The retrospective study looked at baseline data collected from 60 COPD patients in 2008 and compared that data with the number of hospitalizations that occurred during the follow-up period. Researchers also evaluated patients’ exercise capacity using the 6MWD, supplemental oxygen use and FEV1.
Investigators found that 34 patients were hospitalized from any cause and 21 were hospitalized for respiratory disease-related illness during that period.
Oxygen use and shorter 6MWD values, along with lower vector magnitude unit (VMU) levels, were associated with greater numbers of overall and respiratory-related hospitalizations after adjusting for disease severity variables.
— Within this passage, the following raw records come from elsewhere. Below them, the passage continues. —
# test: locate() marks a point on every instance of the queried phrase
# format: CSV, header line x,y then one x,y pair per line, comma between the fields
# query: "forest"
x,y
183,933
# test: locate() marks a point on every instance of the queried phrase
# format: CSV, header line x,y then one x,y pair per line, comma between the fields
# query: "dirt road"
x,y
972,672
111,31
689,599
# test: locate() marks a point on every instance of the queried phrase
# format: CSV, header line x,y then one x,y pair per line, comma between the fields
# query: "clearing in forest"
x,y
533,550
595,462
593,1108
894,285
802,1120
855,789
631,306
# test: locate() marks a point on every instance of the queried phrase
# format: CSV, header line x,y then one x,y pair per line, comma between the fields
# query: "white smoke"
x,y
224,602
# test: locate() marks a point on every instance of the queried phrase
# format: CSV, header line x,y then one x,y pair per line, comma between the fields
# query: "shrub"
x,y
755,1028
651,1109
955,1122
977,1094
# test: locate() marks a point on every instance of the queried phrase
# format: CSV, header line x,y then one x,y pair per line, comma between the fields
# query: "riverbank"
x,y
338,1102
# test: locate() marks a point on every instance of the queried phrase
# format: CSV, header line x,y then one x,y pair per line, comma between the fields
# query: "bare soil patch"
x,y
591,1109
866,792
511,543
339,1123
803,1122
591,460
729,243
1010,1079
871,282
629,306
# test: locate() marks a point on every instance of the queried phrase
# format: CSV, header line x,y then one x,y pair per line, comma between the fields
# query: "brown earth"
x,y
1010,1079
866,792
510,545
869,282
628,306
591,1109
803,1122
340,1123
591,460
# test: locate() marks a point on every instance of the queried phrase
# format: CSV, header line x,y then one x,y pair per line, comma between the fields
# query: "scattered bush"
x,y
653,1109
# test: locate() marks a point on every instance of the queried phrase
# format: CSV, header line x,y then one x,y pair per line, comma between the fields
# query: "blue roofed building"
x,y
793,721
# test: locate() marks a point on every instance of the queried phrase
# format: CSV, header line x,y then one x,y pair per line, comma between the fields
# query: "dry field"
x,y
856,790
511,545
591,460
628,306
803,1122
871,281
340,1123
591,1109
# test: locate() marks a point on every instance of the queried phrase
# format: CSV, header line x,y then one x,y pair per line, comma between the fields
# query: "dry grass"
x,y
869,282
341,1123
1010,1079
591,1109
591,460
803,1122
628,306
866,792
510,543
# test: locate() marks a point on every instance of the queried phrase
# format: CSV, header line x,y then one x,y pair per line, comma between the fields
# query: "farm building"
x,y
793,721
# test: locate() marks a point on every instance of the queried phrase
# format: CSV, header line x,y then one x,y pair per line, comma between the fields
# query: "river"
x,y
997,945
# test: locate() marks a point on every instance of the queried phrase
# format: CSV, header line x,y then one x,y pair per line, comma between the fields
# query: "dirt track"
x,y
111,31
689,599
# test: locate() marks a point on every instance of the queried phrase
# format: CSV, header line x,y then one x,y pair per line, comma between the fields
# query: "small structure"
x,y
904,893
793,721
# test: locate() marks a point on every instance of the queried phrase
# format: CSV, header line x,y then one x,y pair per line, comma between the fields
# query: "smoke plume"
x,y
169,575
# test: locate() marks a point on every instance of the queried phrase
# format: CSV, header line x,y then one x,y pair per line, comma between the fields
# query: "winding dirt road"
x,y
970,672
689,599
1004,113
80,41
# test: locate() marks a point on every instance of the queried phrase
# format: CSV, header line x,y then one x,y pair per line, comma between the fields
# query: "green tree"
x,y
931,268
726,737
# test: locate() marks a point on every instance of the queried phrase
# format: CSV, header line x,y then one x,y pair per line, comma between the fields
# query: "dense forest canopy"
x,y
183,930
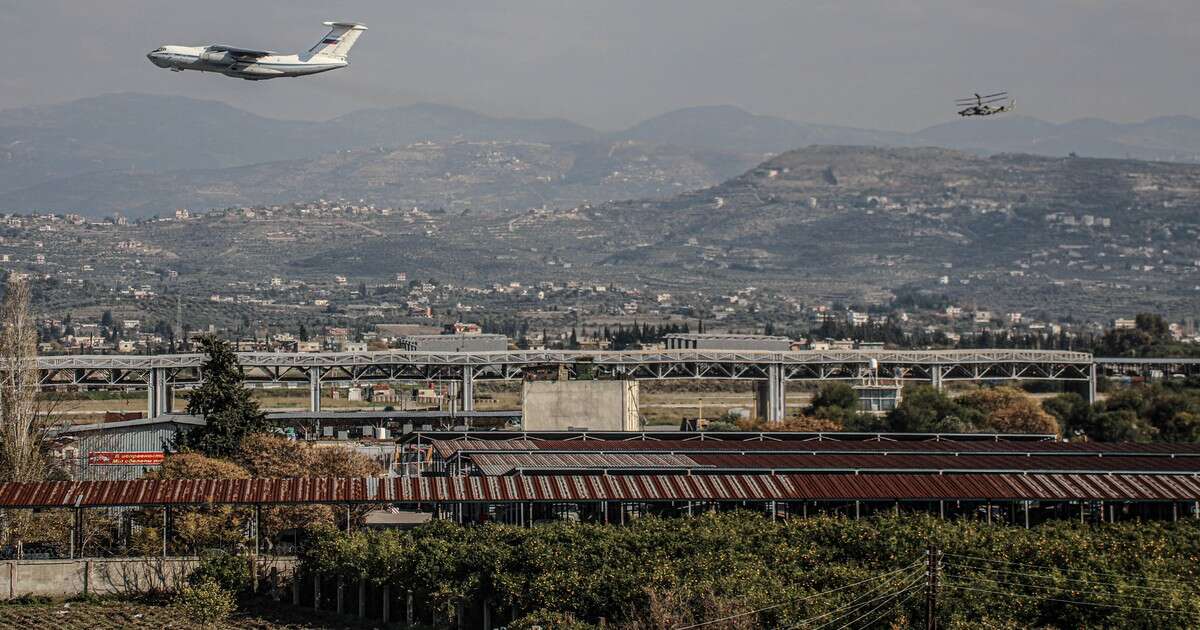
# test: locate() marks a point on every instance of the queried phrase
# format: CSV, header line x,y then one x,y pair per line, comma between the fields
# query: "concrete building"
x,y
1125,324
455,342
580,405
694,341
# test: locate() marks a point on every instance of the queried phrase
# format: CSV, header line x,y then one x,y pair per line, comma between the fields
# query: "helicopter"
x,y
985,105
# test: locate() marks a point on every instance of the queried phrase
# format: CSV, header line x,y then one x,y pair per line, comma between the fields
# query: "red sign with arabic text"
x,y
125,459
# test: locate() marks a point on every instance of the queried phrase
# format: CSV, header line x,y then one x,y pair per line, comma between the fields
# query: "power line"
x,y
856,609
1047,587
876,618
805,598
857,604
1114,574
1170,611
1043,576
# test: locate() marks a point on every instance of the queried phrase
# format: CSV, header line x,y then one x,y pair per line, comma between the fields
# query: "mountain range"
x,y
143,154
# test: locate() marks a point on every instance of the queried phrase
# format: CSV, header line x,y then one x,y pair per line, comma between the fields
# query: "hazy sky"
x,y
885,64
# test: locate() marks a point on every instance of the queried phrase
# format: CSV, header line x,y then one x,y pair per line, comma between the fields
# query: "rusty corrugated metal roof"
x,y
945,462
502,463
450,448
625,487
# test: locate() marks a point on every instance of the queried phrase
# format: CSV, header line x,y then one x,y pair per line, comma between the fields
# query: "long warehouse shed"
x,y
647,489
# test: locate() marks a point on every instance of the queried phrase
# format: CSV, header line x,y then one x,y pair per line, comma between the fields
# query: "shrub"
x,y
550,621
228,571
205,604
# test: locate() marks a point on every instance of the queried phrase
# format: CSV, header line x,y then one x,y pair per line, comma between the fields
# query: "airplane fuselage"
x,y
204,59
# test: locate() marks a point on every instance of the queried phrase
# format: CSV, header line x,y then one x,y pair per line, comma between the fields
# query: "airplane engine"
x,y
217,58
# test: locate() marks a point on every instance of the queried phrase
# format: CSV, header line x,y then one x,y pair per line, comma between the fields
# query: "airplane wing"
x,y
241,53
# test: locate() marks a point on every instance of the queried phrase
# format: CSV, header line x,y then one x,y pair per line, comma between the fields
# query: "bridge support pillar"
x,y
315,390
1091,384
159,393
468,389
769,395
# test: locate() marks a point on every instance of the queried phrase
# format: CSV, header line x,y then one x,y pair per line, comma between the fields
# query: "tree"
x,y
24,424
1011,411
925,409
1071,411
223,402
837,396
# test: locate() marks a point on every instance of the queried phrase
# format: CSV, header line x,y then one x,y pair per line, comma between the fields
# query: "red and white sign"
x,y
125,459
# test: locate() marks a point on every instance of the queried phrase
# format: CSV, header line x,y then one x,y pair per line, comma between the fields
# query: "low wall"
x,y
102,576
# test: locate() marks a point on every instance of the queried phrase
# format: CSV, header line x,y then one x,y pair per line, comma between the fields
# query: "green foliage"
x,y
228,571
924,409
550,619
835,396
205,604
1157,413
657,570
225,402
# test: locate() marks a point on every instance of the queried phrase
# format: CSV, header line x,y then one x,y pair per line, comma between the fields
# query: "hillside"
x,y
1078,237
144,155
489,178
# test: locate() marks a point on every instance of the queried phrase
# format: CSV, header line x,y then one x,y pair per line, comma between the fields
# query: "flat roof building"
x,y
700,341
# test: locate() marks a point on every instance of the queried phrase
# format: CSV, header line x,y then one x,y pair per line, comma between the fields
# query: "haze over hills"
x,y
145,155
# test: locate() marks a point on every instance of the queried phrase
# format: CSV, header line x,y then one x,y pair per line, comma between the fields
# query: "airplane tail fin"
x,y
340,40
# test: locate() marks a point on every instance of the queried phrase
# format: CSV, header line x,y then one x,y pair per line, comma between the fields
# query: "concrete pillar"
x,y
153,393
162,391
769,395
315,390
1091,384
468,389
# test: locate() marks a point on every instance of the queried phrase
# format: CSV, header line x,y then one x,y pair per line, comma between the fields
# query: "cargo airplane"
x,y
331,53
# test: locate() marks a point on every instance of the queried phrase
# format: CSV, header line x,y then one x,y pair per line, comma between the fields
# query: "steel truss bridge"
x,y
772,370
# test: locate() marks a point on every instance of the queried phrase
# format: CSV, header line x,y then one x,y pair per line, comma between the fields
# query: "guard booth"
x,y
877,396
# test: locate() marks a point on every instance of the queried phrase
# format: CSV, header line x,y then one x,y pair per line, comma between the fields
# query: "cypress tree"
x,y
223,402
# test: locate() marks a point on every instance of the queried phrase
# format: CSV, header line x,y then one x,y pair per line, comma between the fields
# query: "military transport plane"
x,y
330,53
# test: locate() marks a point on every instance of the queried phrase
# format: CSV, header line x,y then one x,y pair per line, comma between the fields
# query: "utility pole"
x,y
935,564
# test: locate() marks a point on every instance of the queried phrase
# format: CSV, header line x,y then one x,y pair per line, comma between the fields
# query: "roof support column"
x,y
468,388
315,390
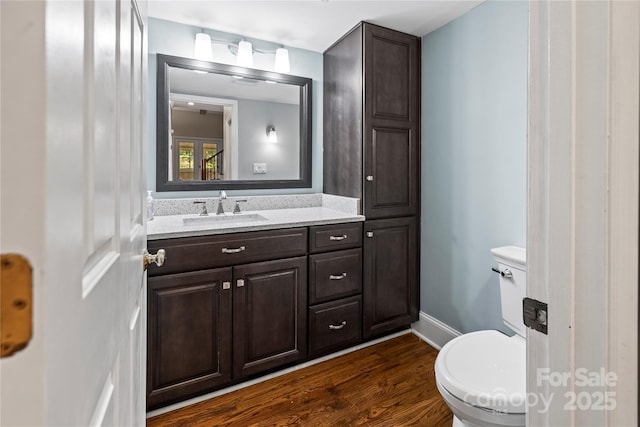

However, in the multivariate testing, only 6MWD and VMU remained as predictive of hospitalizations.
“What we found was that patients who were able to walk less than 350 meters during the 6MWD and who had VMU scores of under 150 were significantly more likely to be hospitalized, either for respiratory-related causes or for any cause,” said study lead author Sheila Zanoria, MD, resident at the University of Connecticut Health Center in Farmington, Conn.
“These results underscore the importance of both of these variables in assessing COPD severity. Knowing this may help clinicians expand their efforts in COPD management towards improving physical activity levels of their patients, thereby reducing healthcare utilization.”